Paper ReviewMathematics & StatisticsMachine/Deep Learning

Generating Graphs the Bayesian Way: Discrete Diffusion for Molecular and Network Design

Graphs are discrete, unordered structures—fundamentally different from the continuous data that standard diffusion models handle. Petersen et al. develop a Bayesian framework for discrete graph generation that combines diffusion and flow matching models with principled posterior inference.

By Sean K.S. Shin

This blog summarizes research trends based on published paper abstracts. Specific numbers or findings may contain inaccuracies. For scholarly rigor, always consult the original papers cited in each post.

Generating graph-structured data—molecules with specific properties, social networks with desired characteristics, knowledge graphs with correct relational structure—is a central challenge in AI. Graphs are fundamentally different from images or text: they are discrete (nodes and edges are categorical, not continuous), unordered (there is no canonical ordering of nodes), and variable-sized (different graphs have different numbers of nodes and edges).

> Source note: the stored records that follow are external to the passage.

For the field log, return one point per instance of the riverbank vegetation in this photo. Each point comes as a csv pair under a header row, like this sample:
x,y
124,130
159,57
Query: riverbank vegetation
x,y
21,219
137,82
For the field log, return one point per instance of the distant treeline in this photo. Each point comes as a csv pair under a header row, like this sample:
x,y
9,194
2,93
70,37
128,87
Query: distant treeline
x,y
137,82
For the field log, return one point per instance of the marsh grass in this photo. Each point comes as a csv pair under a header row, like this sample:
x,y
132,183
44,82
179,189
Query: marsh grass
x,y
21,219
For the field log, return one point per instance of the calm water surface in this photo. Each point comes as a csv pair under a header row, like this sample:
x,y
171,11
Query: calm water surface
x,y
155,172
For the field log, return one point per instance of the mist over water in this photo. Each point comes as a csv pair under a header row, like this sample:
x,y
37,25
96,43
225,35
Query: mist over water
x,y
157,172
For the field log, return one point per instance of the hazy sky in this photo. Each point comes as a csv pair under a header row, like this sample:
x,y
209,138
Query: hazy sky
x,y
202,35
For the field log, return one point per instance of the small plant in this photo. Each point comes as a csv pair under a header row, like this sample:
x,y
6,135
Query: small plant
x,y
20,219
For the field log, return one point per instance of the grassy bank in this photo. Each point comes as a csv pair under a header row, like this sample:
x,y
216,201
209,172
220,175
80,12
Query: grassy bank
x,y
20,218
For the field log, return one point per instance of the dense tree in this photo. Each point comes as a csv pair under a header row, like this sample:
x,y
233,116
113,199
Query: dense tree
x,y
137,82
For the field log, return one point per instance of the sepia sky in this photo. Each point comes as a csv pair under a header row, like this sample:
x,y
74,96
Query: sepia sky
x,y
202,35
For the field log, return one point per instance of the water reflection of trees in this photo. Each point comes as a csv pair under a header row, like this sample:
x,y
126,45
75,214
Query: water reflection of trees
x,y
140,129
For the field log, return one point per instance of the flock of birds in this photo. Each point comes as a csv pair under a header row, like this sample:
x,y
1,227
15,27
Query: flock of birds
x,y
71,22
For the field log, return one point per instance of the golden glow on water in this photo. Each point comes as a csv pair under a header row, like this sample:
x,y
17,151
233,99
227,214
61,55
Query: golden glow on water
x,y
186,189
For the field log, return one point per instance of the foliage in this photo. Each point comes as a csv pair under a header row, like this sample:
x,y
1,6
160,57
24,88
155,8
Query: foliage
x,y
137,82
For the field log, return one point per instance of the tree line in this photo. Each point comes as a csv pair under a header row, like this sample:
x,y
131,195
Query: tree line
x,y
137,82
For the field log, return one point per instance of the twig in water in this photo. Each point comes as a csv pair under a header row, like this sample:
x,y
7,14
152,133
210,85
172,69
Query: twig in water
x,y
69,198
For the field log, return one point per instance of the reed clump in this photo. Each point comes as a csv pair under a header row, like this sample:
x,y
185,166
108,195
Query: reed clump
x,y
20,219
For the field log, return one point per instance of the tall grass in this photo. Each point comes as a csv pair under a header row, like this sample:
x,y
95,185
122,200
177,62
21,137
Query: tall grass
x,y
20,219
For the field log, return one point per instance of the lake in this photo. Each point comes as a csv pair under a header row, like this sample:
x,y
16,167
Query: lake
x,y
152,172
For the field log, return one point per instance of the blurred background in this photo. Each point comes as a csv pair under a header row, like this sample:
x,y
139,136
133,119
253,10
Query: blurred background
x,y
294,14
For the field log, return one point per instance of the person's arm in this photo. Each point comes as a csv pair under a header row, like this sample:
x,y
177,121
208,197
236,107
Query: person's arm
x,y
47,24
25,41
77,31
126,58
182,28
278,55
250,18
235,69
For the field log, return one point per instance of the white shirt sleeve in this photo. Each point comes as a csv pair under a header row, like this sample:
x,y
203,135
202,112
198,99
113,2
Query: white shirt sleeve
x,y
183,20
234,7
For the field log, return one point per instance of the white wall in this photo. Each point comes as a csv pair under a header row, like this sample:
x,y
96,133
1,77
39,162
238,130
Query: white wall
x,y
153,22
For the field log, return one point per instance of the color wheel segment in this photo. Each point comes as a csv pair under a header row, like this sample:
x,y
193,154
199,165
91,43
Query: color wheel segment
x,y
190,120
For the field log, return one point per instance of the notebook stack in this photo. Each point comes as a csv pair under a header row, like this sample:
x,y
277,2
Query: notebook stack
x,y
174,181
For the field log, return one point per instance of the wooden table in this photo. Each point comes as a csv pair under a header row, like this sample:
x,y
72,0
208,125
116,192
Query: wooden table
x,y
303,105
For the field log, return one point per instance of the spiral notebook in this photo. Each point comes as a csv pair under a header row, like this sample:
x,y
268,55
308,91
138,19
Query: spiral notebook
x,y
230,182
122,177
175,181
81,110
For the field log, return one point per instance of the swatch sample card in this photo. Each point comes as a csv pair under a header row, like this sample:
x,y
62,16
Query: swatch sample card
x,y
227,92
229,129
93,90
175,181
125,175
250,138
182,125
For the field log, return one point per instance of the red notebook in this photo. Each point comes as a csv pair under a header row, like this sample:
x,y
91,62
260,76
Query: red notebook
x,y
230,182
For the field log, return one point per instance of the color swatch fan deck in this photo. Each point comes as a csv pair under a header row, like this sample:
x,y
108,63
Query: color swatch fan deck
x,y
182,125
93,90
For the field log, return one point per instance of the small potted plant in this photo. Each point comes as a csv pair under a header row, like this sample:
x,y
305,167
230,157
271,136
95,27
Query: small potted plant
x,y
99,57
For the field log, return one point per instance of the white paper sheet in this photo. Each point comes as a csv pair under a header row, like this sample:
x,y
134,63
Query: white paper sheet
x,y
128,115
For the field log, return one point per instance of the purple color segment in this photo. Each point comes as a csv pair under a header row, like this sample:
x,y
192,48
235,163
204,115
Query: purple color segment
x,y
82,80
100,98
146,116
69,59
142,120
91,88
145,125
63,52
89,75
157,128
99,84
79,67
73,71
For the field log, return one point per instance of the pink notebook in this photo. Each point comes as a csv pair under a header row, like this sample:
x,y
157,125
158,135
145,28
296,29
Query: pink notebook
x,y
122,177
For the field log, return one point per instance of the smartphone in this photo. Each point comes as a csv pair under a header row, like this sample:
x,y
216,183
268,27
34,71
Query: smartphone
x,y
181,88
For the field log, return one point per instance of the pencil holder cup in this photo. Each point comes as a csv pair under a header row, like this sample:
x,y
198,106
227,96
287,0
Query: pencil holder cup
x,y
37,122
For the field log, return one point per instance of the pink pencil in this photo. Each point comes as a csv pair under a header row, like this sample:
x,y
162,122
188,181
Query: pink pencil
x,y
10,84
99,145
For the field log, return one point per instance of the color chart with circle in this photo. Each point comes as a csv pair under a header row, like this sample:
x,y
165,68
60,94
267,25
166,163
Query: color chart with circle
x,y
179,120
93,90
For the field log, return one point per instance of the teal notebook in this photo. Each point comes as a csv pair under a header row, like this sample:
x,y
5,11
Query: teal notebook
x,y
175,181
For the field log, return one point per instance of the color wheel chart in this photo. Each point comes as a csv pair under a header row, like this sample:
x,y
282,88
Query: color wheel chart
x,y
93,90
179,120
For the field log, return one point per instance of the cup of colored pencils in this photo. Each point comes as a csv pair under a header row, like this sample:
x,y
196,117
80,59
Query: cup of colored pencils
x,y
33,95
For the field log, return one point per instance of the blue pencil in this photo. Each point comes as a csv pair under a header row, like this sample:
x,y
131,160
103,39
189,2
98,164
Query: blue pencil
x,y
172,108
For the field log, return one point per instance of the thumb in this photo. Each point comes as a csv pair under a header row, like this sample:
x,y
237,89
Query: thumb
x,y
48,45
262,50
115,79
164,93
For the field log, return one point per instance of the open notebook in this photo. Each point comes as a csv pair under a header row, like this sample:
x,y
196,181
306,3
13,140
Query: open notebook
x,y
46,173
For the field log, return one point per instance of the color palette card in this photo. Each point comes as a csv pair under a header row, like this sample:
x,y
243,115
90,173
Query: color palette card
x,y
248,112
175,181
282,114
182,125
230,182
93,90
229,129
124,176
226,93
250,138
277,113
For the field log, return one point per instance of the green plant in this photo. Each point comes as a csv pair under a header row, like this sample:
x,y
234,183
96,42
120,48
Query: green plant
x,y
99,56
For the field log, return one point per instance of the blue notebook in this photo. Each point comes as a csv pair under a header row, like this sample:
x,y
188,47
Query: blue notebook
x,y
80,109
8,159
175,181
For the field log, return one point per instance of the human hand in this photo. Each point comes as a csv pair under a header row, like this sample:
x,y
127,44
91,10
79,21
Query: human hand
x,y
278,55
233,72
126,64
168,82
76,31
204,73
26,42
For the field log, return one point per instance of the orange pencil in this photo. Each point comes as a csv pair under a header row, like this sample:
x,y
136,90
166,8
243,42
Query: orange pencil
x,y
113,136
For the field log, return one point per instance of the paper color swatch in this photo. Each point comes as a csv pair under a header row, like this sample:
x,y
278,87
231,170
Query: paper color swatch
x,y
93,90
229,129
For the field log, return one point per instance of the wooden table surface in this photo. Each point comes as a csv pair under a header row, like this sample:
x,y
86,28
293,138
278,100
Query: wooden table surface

These properties make standard generative models (VAEs, GANs, continuous diffusion) poorly suited for graphs. Continuous diffusion adds Gaussian noise to pixel values; you cannot meaningfully add Gaussian noise to a graph's adjacency matrix (the result is no longer a valid graph). Autoregressive generation produces nodes in sequence, but the generation order is arbitrary—and different orderings produce the same graph, creating a many-to-one redundancy.

Petersen et al. develop a Bayesian framework for discrete graph generation that addresses these challenges by:

Working in the discrete domain natively—using discrete diffusion and flow matching that operate on categorical node and edge types

Performing posterior inference rather than just sampling—enabling conditional generation (graphs with specific properties) through Bayesian conditioning

Handling graph symmetry through permutation-invariant architectures

The Discrete Diffusion Framework

Continuous diffusion models corrupt data by adding Gaussian noise and then learn to reverse this corruption. Discrete diffusion models corrupt data by randomly replacing categorical values (node types, edge types) with random alternatives, then learn to reverse this corruption—recovering the original graph from a uniformly random graph.

The forward process is simple: at each step, each node/edge type has a probability of being randomly reassigned. After many steps, the graph becomes uniformly random—all structural information is destroyed.

The reverse process is the learned generative model: given a noisy graph, predict the original graph. By iteratively applying the reverse process from pure noise, the model generates new graphs that match the distribution of training data.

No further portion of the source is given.